Current Release in Open Targets Genetics: FinnGen R6
FinnGen is an academia-industry partnership that aims to produce genome variant data for 500,000 Finns, using GWAS genotyping. The genomic data is then combined with phenotype data collected by national health registries, including extensive longitudinal registry data available on all Finns. FinnGen data will be updated in a series of releases over the next 4 years (https://finngen.gitbook.io/documentation/releases), as the sample size grows.
We include all endpoints which have public summary statistics and fine-mapping results.
Because the Finnish population has been genetically isolated, fine-mapping needs to be done with a suitable reference panel of linkage disequilibrium. The FinnGen study have themselves performed fine-mapping using the "modern" multi-causal variant fine-mapping methods SuSIE and FINEMAP, based on a reference panel of whole genome sequencing data from Finns. Their methods are described here. These methods differ somewhat from how we have done fine-mapping for other studies in Open Targets Genetics, described here. Briefly, for all UK Biobank and GWAS Catalog studies, we have done fine-mapping by identifying independent signals with GCTA-cojo, followed by single-causal variant fine-mapping on each independent signal.

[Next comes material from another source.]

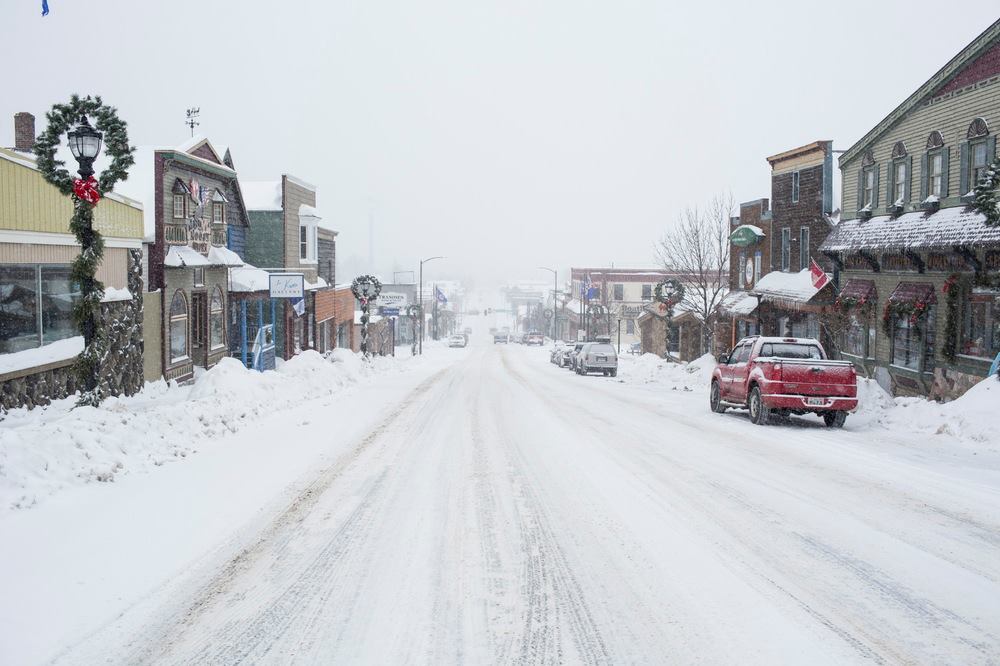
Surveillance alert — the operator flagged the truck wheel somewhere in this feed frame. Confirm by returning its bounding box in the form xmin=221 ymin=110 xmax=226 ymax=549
xmin=708 ymin=382 xmax=726 ymax=414
xmin=750 ymin=386 xmax=771 ymax=425
xmin=823 ymin=412 xmax=847 ymax=428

We treat each independent signal as a "locus" in Open Targets Genetics, meaning that there may be multiple signals, each tagged by a separate lead variant, which are nearby in the genome.
To integrate the fine-mapping outputs provided by FinnGen, we had to take a different approach. Each "locus" in FinnGen is a genomic region that may contain multiple independent causal variants. SuSIE is run on each entire locus, and where there are likely to be multiple causal variants, the SuSIE output provides the probability for each variant to be in a credible set. (Note that for simplicity we use only the SuSIE results from FinnGen, and not FINEMAP results.) We use these variant probabilities from SuSIE credible sets in downstream applications, such as locus-to-gene scoring. However, for display of associated loci, we chose to represent each locus by the single variant with the lowest p-value. This is necessary because we do not have conditionally independent summary statistics in FinnGen (as we computed manually for other GWAS studies), and our co-localisation procedure would depend upon these for secondary signals at a locus.
(Note that, consistent with our other GWAS, we only include genomic regions from FinnGen where a variant had p < 5e-8, which may be more stringent than the threshold that FinnGen selected for fine-mapping.)
Tests of genetic colocalisation treat each FinnGen locus as a single signal (using the full marginal summary statistics), and this is tested against all independent signals in GWAS Catalog, UK Biobank, and molecular QTLs. This therefore means that we perform a colocalisation test with the full summary statistics at a FinnGen locus against the conditionally independent summary statistics in other studies. In general, it is likely that if there is a true colocalisation with another study, then these full summary statistics will show a high colocalisation value for at least one of the independent signals in the second study. This approach balances the use of accurate fine-mapping produced by FinnGen with a conservative approach to fine-mapping in other studies, where we generally do not have a perfectly matched LD reference panel.